My first research into band sawmills was over 40 years ago – Russ Hudson and John McBride set me up to visit a guy who was using one and to try to get him working on a conservation plan. The visit was a failure – a very stoned and very pregnant teenager greeted me to explain that “Dad isn’t home. He’s in court.” The story gets more upbeat – when I taught at FVCC’s Libby campus half a generation later, I encountered the young lady again in the classroom and academic reinforcement center. Even later, she made a point of tracking me down to tell me that she had completed her master’s degree. Later still, I learned the lessons of running a bandsaw.
Part of the fun of the sawmill is leveling the track – the track is light, the logs are heavy, and the soil beneath shifts with wet and dry, frost and thaw, and needs to be as close as possible to dead on. Some folks can accomplish this with a carpenter’s level and string. I’m no carpenter – I started with a self-leveling level and a survey rod. I’ve recently picked up a self-leveling laser, and I think I’ll be able to level the mill far quicker, with fewer steps, and by myself.
Changing the sawbands was a challenge when I started, but with everything adjusted correctly, after the fourth band, it has grown to be an easy task. When things warm up in the Spring, I’ll be cutting and moving more downed timber and turning it into boards. I have learned that even a lead bullet in a tree dulls the saw, and really enjoy dodging the full metal jacket bullet or fence staple that awaits my saw.

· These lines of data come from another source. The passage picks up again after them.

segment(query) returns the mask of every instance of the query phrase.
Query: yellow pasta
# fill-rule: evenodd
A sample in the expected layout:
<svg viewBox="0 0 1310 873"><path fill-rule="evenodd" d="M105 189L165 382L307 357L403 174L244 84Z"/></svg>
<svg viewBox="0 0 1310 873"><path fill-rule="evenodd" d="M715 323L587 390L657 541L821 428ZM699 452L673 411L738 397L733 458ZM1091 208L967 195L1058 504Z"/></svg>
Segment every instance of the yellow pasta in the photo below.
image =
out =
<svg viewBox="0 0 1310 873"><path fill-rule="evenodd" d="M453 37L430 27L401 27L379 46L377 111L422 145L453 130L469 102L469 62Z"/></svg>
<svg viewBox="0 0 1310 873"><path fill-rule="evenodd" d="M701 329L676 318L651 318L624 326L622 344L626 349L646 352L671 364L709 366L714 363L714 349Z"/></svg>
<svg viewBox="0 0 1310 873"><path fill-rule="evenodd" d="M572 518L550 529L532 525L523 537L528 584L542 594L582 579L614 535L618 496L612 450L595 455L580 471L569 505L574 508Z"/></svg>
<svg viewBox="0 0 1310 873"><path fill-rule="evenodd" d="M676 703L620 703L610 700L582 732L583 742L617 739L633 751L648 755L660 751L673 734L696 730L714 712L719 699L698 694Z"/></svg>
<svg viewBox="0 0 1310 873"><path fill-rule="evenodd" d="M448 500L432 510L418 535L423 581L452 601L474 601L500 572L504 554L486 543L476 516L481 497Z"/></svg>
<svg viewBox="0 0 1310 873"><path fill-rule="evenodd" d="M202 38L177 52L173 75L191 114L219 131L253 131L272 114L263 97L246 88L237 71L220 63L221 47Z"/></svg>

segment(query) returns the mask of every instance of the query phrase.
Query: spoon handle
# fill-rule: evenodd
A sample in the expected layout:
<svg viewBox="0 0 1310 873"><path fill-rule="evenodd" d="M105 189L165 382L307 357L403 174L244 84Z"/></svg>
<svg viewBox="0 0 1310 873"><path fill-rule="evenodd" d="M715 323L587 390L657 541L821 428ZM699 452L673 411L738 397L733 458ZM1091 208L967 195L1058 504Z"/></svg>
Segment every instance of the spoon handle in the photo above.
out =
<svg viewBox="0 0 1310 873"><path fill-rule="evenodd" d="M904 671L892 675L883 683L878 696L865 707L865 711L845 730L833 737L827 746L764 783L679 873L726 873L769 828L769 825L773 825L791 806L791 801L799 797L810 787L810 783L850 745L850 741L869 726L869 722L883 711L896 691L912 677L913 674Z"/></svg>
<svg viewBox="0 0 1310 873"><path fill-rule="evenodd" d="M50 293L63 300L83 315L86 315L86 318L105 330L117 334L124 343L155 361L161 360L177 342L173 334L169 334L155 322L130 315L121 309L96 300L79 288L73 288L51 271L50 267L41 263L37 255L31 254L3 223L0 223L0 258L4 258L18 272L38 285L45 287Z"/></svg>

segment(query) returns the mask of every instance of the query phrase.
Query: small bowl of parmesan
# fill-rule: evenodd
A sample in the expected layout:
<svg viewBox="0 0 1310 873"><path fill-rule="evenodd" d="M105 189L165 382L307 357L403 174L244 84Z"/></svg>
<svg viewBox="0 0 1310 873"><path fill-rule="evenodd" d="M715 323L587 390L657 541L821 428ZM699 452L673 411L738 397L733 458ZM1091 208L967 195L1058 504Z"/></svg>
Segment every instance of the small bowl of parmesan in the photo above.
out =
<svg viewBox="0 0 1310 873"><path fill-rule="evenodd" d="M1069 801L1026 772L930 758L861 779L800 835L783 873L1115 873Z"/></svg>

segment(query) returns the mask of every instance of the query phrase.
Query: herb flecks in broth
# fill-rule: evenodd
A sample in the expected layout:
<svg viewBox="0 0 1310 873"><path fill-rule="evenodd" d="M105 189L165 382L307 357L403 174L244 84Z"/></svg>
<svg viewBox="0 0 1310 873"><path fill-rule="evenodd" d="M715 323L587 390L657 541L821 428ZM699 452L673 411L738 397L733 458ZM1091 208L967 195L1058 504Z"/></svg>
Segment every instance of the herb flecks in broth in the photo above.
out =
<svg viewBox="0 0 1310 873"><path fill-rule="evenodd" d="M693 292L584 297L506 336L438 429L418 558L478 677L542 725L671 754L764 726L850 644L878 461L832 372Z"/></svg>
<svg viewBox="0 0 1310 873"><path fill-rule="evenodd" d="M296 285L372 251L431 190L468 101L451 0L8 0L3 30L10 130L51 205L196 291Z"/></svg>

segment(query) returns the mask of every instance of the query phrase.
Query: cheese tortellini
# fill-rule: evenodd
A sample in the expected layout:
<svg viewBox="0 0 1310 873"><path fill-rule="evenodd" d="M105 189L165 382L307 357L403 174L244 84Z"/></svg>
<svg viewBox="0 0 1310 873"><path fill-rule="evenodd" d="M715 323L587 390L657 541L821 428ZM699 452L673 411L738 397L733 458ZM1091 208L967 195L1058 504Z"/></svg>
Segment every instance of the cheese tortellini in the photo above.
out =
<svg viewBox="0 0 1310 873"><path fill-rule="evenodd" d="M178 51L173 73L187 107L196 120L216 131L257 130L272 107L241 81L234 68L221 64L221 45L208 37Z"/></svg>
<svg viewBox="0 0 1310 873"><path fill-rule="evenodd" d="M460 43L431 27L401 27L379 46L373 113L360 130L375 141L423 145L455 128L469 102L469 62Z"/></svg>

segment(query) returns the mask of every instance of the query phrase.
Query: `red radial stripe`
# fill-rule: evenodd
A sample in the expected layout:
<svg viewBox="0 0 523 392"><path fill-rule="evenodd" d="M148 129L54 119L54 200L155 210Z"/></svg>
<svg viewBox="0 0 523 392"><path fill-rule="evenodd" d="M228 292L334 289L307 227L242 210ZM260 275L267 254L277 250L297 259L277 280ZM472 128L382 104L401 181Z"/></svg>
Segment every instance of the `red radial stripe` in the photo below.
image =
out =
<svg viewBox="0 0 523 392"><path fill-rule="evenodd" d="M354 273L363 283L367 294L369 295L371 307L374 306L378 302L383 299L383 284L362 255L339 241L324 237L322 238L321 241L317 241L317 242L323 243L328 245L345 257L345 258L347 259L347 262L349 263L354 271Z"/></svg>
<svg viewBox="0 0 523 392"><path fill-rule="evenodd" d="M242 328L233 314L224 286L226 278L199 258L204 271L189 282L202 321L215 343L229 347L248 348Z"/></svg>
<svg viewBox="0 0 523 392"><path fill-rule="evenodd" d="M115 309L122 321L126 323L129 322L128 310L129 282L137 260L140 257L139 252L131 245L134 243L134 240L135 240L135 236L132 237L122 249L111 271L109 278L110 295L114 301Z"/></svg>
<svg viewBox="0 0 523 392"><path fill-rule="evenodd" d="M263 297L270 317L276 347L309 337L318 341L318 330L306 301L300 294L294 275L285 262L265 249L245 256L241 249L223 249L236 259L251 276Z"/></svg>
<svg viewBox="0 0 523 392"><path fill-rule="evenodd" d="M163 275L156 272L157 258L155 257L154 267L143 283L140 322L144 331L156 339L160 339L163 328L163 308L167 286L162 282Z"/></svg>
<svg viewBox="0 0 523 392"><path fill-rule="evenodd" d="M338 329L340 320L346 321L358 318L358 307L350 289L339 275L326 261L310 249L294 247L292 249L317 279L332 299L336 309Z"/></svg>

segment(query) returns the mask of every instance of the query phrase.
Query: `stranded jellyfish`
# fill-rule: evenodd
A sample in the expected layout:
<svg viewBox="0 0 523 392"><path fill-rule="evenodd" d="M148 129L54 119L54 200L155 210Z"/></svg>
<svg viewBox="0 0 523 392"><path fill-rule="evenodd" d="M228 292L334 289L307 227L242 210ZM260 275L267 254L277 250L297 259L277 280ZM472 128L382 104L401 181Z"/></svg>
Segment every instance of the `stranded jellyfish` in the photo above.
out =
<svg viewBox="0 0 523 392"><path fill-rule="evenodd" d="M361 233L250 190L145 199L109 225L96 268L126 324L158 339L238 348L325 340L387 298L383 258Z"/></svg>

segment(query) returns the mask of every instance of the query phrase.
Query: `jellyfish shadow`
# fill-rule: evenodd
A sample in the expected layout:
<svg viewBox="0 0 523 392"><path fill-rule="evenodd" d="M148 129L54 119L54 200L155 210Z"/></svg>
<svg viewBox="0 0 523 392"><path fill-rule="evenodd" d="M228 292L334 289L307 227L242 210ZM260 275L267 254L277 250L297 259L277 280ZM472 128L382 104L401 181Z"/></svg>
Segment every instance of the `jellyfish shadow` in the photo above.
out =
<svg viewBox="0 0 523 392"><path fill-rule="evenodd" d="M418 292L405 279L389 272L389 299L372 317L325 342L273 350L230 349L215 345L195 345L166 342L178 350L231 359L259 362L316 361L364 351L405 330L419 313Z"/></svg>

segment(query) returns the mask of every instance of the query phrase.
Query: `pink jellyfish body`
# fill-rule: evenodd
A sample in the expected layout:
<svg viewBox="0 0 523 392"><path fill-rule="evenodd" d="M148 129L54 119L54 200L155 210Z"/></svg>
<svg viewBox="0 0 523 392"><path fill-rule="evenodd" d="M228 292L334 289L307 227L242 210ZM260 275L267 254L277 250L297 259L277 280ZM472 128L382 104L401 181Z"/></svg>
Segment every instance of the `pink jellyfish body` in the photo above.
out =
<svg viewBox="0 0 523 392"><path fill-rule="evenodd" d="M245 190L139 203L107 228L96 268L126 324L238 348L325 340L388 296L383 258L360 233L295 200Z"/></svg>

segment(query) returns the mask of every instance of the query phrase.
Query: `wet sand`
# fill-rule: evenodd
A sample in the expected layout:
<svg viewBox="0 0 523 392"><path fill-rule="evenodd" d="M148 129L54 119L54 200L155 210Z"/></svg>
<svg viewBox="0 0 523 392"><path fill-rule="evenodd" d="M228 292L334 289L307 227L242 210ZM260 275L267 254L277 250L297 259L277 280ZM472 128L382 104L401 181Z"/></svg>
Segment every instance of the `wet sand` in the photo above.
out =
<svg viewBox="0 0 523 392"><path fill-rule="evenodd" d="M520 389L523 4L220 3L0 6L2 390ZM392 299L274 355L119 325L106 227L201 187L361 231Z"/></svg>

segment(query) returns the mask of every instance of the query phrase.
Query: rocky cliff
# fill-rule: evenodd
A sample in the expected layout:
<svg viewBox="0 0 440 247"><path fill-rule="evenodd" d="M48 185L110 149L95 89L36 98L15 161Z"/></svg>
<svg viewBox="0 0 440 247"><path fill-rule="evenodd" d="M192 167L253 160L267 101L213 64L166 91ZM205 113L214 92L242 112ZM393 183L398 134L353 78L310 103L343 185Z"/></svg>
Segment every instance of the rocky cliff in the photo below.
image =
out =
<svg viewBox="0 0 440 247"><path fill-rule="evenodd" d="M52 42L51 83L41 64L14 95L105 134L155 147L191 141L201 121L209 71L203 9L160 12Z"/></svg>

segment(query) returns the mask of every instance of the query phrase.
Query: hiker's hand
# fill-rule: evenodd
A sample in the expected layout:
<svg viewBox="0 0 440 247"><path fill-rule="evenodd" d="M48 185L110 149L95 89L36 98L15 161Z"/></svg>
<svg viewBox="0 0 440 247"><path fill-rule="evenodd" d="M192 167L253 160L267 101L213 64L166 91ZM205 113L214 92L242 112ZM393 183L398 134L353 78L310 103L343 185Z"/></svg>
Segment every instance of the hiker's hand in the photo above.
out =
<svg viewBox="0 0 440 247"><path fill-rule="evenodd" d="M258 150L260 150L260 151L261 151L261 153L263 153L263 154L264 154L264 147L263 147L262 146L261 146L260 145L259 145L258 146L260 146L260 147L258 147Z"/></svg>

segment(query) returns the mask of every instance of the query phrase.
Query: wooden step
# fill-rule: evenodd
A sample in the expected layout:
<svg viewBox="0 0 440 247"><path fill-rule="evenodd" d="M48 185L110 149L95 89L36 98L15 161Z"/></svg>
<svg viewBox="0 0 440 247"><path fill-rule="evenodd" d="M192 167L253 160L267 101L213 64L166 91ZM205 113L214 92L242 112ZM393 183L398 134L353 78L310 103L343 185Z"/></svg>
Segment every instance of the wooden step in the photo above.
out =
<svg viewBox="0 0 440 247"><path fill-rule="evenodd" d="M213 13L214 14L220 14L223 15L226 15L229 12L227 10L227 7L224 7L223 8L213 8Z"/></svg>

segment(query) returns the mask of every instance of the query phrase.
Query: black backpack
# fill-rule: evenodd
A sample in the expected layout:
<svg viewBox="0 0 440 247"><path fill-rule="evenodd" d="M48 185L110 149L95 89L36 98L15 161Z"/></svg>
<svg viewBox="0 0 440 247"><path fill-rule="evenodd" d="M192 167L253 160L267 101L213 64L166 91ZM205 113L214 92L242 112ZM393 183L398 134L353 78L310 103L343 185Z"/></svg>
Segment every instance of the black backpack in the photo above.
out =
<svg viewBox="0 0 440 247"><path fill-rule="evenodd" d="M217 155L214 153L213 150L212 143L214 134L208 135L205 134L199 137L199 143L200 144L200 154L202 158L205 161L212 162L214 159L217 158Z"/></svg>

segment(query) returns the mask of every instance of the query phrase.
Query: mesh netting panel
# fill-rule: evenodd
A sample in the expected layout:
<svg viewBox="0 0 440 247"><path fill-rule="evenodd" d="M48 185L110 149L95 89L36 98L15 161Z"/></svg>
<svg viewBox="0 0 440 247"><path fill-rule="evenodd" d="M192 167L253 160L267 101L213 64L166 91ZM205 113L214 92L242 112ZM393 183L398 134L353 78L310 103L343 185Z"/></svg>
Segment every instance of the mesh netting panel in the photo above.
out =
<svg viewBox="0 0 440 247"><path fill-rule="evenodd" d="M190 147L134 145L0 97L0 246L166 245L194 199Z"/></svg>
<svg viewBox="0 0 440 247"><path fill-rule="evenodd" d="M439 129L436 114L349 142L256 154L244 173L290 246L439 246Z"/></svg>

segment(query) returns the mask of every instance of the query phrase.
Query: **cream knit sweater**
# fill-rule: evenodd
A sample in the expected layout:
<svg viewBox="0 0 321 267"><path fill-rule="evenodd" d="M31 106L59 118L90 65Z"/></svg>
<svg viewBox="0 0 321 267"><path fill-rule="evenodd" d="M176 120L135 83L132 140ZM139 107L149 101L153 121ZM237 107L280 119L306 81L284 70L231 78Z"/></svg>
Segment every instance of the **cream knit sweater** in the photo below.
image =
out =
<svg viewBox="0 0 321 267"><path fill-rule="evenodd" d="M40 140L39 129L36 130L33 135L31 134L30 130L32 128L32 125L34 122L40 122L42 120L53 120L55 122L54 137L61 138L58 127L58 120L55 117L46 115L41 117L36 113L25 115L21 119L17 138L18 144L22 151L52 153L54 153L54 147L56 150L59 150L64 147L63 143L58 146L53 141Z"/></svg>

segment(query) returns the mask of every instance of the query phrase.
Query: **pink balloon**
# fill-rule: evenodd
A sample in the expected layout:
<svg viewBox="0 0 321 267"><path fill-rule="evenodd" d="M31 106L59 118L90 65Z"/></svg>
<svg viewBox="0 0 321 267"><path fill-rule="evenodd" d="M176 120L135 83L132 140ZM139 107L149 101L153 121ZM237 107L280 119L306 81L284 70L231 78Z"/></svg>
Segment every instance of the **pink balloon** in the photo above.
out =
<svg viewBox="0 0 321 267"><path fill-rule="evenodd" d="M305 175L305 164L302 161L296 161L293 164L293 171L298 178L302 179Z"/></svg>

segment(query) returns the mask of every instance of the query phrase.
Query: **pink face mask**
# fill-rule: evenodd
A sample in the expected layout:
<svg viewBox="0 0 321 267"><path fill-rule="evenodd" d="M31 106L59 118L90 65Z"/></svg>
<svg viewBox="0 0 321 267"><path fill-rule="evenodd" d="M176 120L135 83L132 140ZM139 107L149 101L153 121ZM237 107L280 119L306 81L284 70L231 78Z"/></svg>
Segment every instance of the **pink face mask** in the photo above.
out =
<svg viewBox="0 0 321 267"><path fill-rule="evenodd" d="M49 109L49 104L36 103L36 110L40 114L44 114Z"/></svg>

Cull boards? I think my standards aren’t as limited as the American Wood Council produces – my poorest are still suitable for firewood, and my next category is fence bracing. There are a lot of uses for a board that has a bit of errors in it . . . and I have fences that need repair, as well as buildings that need maintenance. As an old man, cutting four or five hundred board feet in an afternoon is plenty for me . . . the task of cutting the logs to length and moving them to the deck takes the same amount of time for my toy mill as a larger one.